The house across the street belonged to a family named Petersen. Those outside were quieter than the theater mob, though as Lon and Margaret moved among them, they heard wild and contradictory rumors asserted as fact. The entire cabinet had been assassinated. The Grants had been murdered on the train to New Jersey. The President was already dead. So far as anyone knew, no attack had been made on the Vice President. Perhaps the man assigned to kill Andrew Johnson had lost his nerve.
Lon ran into a journalist he knew and questioned him. Yes, many in the audience and in the cast had identified Booth. “He dropped his pistol on the floor of the box. He shouted something in Latin when he jumped to the stage. He caught a spur on some bunting on the box and landed hard. Might have broken his leg. Better if he'd broken his neck.”
Carriages rushed physicians and general staff officers to the Petersen house throughout the night. The mob frenzy to burn Ford's wore itself out. Hundreds gathered in the chilly darkness but few spoke, and then only in hushed voices. Lon and Margaret sat on the curbstone in front of the theater. After daybreak, rain began. Lon took off his coat and draped it over her head.
Soaked and cold, they kept the vigil. At seven-thirty, a colonel opened the door of the Petersen house. All conversations stopped. The rain fell with a cold, rushing sound.
“Ladies and gentlemen, I regret to inform you that at twenty-two minutes after the hour, the President expired.”
Margaret began to cry. She wasn't alone. Lon said, “I'll take you home. Then I have to report.
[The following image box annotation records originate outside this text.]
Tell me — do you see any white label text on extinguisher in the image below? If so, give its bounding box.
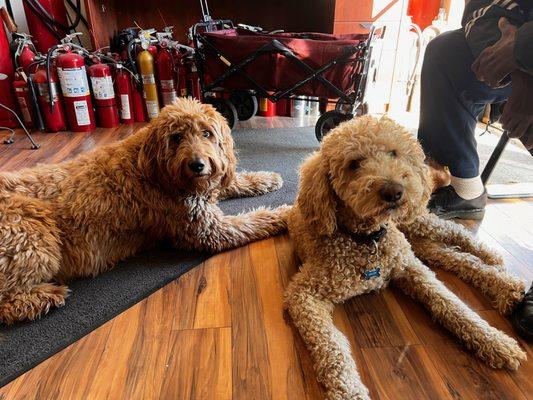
[120,94,131,119]
[160,79,174,90]
[91,76,115,100]
[73,100,91,126]
[162,91,177,106]
[146,100,159,119]
[57,66,89,97]
[142,74,155,85]
[17,96,31,124]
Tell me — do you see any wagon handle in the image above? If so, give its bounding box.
[200,0,211,22]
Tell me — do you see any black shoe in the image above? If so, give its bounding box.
[511,284,533,340]
[428,185,487,219]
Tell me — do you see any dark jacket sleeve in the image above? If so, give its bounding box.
[462,0,531,58]
[514,21,533,75]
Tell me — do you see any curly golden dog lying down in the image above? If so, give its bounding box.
[0,99,286,324]
[285,116,526,400]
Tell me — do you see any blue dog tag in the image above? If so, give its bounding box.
[363,267,381,281]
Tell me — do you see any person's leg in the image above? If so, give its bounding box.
[418,30,510,218]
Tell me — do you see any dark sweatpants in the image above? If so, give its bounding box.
[418,29,511,178]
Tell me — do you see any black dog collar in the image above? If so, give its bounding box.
[341,226,387,244]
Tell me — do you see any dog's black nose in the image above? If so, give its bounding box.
[379,182,404,203]
[189,158,205,173]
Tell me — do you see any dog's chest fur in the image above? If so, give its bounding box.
[314,227,405,297]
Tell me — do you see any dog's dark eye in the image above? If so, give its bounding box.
[349,159,362,171]
[170,134,181,143]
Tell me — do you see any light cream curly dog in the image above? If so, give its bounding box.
[285,116,526,400]
[0,99,286,324]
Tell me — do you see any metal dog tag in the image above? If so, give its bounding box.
[363,267,381,281]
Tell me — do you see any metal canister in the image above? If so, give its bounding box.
[307,97,320,118]
[291,98,307,118]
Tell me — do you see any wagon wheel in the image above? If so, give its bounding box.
[229,90,259,121]
[315,110,353,142]
[204,97,238,129]
[335,92,368,117]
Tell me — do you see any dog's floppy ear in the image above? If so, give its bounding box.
[218,115,237,187]
[296,151,337,235]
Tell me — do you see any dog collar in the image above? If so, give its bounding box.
[341,226,387,244]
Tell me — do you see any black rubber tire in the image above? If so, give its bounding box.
[335,92,357,114]
[229,90,259,121]
[315,110,353,142]
[204,97,239,129]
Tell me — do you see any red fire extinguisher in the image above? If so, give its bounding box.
[174,51,187,97]
[156,41,177,106]
[15,43,37,74]
[0,7,18,128]
[13,73,34,128]
[115,64,135,124]
[187,59,202,101]
[23,0,68,53]
[87,62,118,128]
[56,46,96,132]
[33,67,67,132]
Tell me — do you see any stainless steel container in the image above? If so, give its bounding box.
[307,97,320,118]
[291,99,307,118]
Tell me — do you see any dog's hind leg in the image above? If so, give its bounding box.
[285,266,370,400]
[0,195,68,324]
[394,254,526,370]
[400,214,505,271]
[411,239,526,315]
[218,171,283,200]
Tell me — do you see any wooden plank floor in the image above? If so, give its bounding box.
[0,118,533,400]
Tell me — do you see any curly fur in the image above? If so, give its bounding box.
[0,99,287,324]
[285,116,526,399]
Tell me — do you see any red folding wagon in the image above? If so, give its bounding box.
[190,1,376,140]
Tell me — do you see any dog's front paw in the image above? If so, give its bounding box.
[477,331,527,370]
[326,385,370,400]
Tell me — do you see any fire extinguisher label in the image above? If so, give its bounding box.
[142,74,155,85]
[57,66,89,97]
[162,91,177,106]
[160,79,174,90]
[146,100,159,118]
[120,94,131,119]
[73,100,91,126]
[37,82,59,101]
[91,76,115,100]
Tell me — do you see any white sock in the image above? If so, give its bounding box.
[451,175,485,200]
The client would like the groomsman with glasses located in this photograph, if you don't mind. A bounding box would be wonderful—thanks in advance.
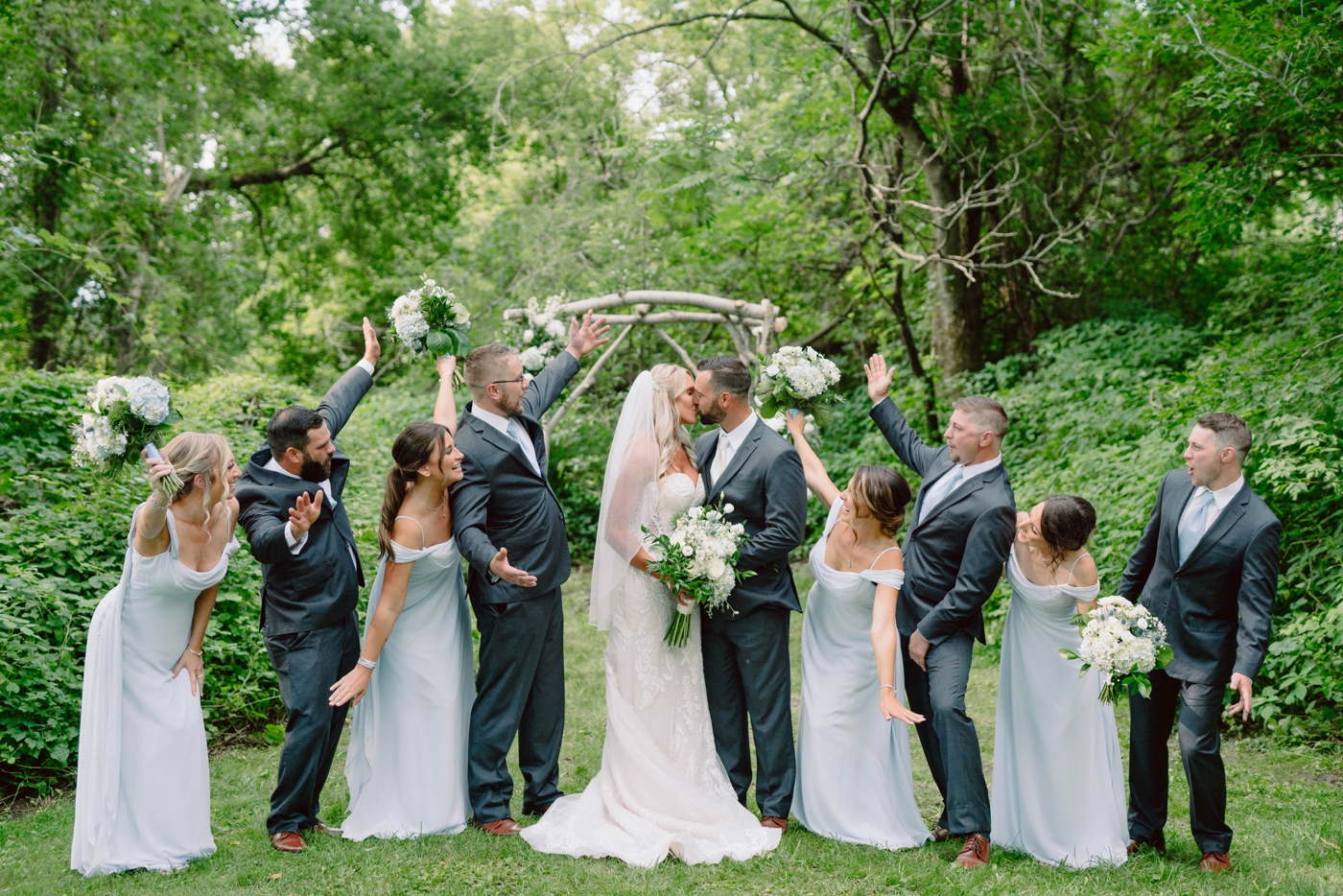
[1119,413,1283,872]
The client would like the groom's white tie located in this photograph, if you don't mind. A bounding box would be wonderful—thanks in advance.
[1178,489,1216,566]
[709,430,732,483]
[919,463,966,523]
[507,416,541,476]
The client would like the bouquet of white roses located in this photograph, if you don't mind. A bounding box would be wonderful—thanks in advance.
[387,276,471,378]
[73,376,181,494]
[758,345,843,424]
[1058,595,1175,704]
[645,504,755,648]
[514,295,570,373]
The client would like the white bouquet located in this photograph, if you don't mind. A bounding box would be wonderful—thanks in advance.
[387,276,471,381]
[645,504,755,648]
[505,295,570,373]
[1058,595,1175,704]
[73,376,181,493]
[758,345,843,423]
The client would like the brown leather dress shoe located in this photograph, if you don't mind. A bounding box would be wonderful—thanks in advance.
[956,835,988,868]
[270,830,308,853]
[471,818,523,837]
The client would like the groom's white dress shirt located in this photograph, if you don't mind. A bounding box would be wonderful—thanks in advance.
[262,357,373,567]
[709,411,758,483]
[919,454,1003,523]
[471,404,541,476]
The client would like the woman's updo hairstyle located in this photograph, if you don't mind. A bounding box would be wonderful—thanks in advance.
[377,420,447,559]
[160,433,232,526]
[853,465,913,539]
[1040,494,1096,571]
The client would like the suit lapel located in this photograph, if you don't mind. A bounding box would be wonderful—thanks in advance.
[705,417,765,496]
[910,463,1003,534]
[464,406,544,479]
[1185,483,1250,566]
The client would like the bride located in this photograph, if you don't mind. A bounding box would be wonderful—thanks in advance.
[523,364,782,868]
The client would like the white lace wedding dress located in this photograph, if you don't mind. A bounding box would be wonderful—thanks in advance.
[523,473,780,868]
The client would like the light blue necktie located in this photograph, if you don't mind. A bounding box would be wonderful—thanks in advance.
[919,463,966,523]
[507,416,541,476]
[1179,490,1216,566]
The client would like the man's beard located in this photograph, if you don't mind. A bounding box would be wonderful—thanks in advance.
[298,454,332,483]
[695,402,728,423]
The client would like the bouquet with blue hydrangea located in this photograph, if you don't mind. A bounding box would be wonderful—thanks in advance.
[74,376,181,493]
[756,345,843,424]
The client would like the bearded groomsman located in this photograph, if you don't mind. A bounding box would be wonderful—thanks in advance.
[1119,413,1283,872]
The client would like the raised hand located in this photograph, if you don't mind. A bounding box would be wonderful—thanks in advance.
[490,548,536,588]
[570,312,611,359]
[289,489,325,539]
[364,317,383,364]
[862,355,896,404]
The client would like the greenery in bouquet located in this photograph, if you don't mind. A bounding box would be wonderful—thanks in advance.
[756,345,843,424]
[71,376,181,493]
[387,276,471,377]
[1058,595,1175,704]
[644,504,755,648]
[513,293,570,375]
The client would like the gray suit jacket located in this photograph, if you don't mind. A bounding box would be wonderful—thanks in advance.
[1119,470,1283,685]
[695,416,807,620]
[234,366,373,634]
[872,399,1017,645]
[449,352,578,604]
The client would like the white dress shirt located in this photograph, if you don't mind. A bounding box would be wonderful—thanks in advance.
[471,404,541,476]
[709,411,758,483]
[1176,476,1245,537]
[916,454,1003,526]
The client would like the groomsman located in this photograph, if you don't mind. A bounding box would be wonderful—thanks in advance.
[234,317,382,853]
[1119,413,1283,872]
[865,355,1017,868]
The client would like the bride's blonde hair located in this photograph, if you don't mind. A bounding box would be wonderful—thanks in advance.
[648,364,698,483]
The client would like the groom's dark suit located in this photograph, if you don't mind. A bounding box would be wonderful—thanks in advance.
[872,399,1017,836]
[449,350,578,823]
[1119,470,1283,853]
[235,366,373,835]
[695,416,807,818]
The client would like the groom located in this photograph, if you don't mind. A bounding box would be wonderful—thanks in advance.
[1119,413,1283,872]
[695,357,807,830]
[234,317,382,853]
[449,312,610,836]
[865,355,1017,868]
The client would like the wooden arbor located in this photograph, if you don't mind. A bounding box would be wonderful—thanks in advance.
[504,289,789,442]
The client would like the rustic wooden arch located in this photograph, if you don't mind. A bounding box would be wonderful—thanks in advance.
[504,289,789,442]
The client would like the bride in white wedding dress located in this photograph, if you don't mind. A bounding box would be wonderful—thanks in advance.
[523,364,782,868]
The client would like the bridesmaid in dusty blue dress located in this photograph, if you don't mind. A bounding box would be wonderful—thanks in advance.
[789,416,928,849]
[991,494,1128,868]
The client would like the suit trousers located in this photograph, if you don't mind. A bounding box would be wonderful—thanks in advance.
[467,588,564,823]
[900,631,991,837]
[1128,669,1232,853]
[265,611,359,835]
[699,607,798,818]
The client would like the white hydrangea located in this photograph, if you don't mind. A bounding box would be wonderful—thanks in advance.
[74,413,127,466]
[127,376,169,426]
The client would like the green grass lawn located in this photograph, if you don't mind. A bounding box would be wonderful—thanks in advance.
[0,566,1343,896]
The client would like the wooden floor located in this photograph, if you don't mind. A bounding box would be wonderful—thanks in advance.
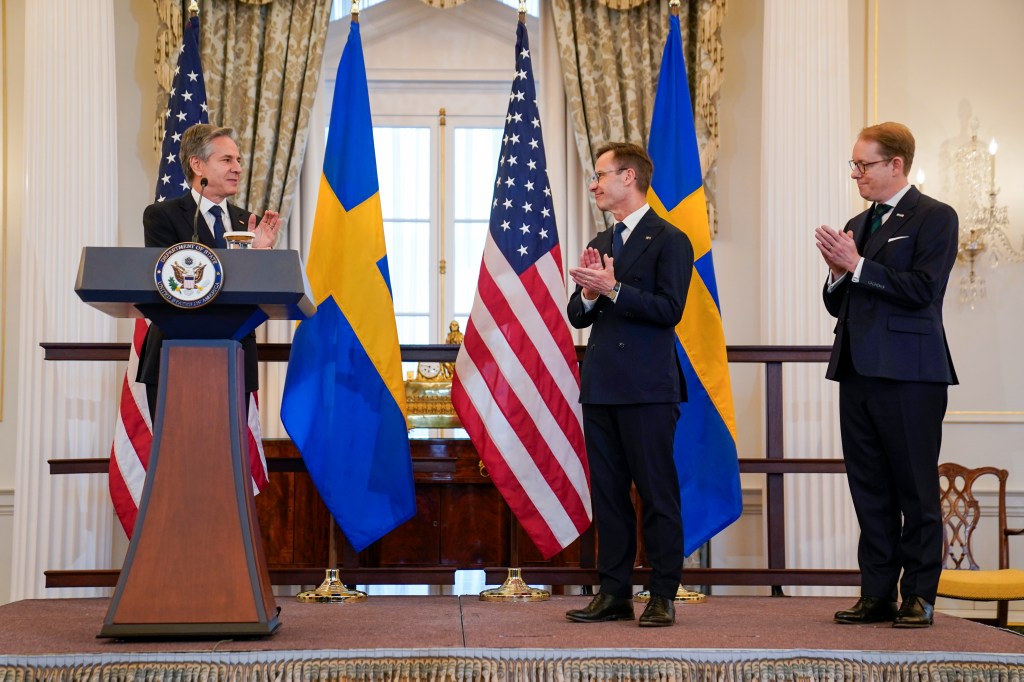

I have to help catch the men who did this.”
A carriage arrived for Mrs. Lincoln. She tottered down the steps, wailing as she clung to two Army officers. Somewhere in the city a church bell tolled. Others rang and clanged and resounded until the pealing filled the sky.
“What day is this? I've lost track,” Lon said as they pushed through the silent crowd. Margaret leaned against his shoulder, the rain and her tears mingling.
“Saturday, the fifteenth. Tomorrow is Easter.”
He listened to the bells and remembered Easter sermons preached by Mathias Price. “Then Lincoln was martyred on Good Friday too.” This time there would be no resurrection.